Enel Green Power North America, the U.S. renewable energy company of the Enel Group, acting through its subsidiary Cimarron Bend Wind Holdings, has signed a tax equity agreement worth approximately 500 million U.S. dollars with three investors – Bank of America Merrill Lynch, J.P. Morgan and MetLife – for the 400 MW Cimarron Bend wind project located in Kansas. Under the agreement, which is common for the development of renewable energy projects in the United States, the investors will contribute the above amount to the wind farm’s owner Cimarron Bend Wind Holdings1 in exchange for 100% of “Class B” Membership interests in the project.
This interest will allow the three investors to obtain, at certain conditions provided by U.S. tax laws, a percentage of the fiscal benefits that will be attributed to the Cimarron Bend project. In turn, Egpna, through Cimarron Bend Wind Holdings, retains 100% ownership of the “Class A” interests and therefore management control of the project. The funding commitment came into effect at signing. Funds will be released in two phases, the first instalment being released mid-way through the entire 400 MW project construction and the second instalment upon completion of the project. The tax equity partnership will be supported by a parent company guarantee from Enel S.p.A..
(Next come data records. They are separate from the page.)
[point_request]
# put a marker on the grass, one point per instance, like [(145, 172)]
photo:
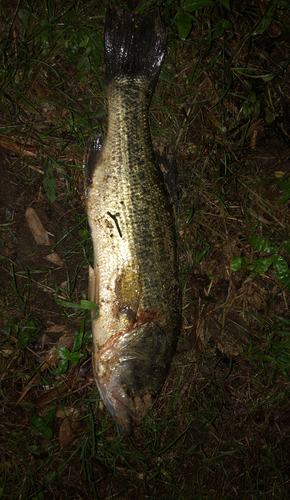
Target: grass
[(220, 428)]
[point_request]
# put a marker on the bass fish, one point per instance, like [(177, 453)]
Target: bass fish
[(135, 280)]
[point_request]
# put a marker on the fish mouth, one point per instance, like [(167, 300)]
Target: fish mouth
[(130, 372)]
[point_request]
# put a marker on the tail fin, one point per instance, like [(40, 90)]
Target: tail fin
[(133, 51)]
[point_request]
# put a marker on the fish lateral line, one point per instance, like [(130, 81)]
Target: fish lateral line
[(114, 217)]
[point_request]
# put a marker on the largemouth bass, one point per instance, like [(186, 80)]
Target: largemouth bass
[(136, 282)]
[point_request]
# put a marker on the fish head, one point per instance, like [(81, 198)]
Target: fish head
[(130, 371)]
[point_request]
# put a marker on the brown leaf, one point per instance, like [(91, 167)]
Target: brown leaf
[(53, 393), (67, 432), (54, 258), (18, 147), (35, 225)]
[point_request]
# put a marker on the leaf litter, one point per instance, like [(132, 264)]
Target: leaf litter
[(220, 428)]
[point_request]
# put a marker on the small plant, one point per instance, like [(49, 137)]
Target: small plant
[(261, 266), (27, 334), (41, 426)]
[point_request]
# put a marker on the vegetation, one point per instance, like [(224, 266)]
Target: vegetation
[(220, 429)]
The Cimarron Bend wind farm, whose construction started in April 2016, is expected to begin operations in 2017. The project will require an investment of approximately 610 million U.S. dollars, in line with the Enel Group’s current strategic plan. Once fully operational, Cimarron Bend will be able to generate around 1.8 TWh per year, providing enough energy to meet the annual consumption needs of more than 149,000 average U.S. households, while avoiding the emissions of around 1.3 million tonnes of CO2 each year. Cimarron Bend is supported by two, 200 MW bundled, long-term power purchase agreements, one with Google and the other with the Kansas City Board of Public Utilities. Cimarron Bend is the first of Enel Group’s North American wind farms to sell a portion of the power produced to a corporate off-taker.